Thursday, September 29, 2005

Have a little faith people!

Before everyone jumps down David Dingwall's throat about his expenses, we should give him the benefit of the doubt. There are many reasonable explanations why he would have to expense items like gum, a newspaper, and a bottle of water.

Highly Likely Scenario:

(Setting: David Dingwall on a tour of the Mint's coin making factory in Winnipeg.)

Mint Worker: ...and as you can see this new coin punch...BEEP, BEEP, BEEP. Oh my goodness that alarm means that we are having a serious malfunction with our loonie sorting machine.

David Dingwall: What's the problem?

Mint Worker: Well according to this computer read-out, we have a loose reactor cable on the sorting machine.

David Dingwall: Can you fix it?

Mint Worker: Perhaps, but we would need some type of pliable, yet sticky material that could be used to keep the reactor cable from falling off. I only wish someone out there possessed a magical substance like this.

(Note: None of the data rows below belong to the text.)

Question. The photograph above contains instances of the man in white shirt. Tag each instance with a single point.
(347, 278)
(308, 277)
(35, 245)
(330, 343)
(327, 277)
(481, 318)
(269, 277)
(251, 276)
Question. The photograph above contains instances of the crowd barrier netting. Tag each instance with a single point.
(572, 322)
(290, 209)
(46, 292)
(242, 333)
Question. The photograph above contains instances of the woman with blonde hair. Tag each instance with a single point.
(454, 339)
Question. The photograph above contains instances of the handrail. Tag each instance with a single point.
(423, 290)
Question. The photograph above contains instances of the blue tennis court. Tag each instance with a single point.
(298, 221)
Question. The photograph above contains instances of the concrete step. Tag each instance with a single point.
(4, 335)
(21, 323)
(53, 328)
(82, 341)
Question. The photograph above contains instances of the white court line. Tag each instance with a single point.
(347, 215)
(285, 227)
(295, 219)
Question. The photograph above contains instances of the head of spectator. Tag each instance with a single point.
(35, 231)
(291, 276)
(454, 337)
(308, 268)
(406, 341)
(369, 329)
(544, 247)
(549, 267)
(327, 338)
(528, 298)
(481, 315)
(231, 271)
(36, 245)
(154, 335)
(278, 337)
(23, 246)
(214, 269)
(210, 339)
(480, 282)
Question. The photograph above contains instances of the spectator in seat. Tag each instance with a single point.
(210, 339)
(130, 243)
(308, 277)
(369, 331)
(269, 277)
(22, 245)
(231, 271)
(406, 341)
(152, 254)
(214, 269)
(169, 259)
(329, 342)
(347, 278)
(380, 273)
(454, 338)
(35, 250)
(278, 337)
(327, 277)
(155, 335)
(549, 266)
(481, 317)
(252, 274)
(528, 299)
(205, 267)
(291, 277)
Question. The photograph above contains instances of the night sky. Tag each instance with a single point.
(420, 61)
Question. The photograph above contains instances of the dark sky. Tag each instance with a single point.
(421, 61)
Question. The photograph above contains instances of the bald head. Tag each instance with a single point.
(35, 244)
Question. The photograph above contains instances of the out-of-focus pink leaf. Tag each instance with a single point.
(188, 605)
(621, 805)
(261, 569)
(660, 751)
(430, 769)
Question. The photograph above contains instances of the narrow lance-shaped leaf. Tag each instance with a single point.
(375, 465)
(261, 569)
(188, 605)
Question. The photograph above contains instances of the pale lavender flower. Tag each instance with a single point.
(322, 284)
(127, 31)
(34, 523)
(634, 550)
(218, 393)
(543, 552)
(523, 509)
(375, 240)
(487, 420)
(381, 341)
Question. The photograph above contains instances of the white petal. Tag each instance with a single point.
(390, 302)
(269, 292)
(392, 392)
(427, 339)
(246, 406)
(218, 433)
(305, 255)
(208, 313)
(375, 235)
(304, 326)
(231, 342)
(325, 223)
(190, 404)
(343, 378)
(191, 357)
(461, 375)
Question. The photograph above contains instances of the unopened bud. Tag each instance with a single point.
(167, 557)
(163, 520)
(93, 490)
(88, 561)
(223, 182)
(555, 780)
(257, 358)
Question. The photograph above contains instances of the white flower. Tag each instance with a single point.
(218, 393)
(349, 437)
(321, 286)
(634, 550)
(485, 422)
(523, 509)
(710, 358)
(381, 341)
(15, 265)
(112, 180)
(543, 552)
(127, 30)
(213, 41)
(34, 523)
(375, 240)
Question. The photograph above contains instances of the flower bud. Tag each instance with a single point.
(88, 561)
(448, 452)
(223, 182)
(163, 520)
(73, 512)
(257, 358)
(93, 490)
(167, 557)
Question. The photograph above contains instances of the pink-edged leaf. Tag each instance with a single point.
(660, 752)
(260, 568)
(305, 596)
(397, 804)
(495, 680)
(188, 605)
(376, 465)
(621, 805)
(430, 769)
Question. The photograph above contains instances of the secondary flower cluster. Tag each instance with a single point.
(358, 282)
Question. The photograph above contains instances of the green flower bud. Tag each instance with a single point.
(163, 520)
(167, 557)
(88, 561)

David Dingwall: Wait a minute, I've got a great idea. I'll be right back.

(five minutes later)

David Dingwall: I have returned, try this.

(Dingwall removes a freshly chewed piece of gum from his mouth and gingerly hands it to the Mint Worker).

Mint Worker: Wow! That adhesive substance you removed from your mouth appears to be working. You're a genius! I guess that's why you get paid the big bucks Mr. Dingwall.

David Dingwall: Don't thank me Mint Worker, thank my gum!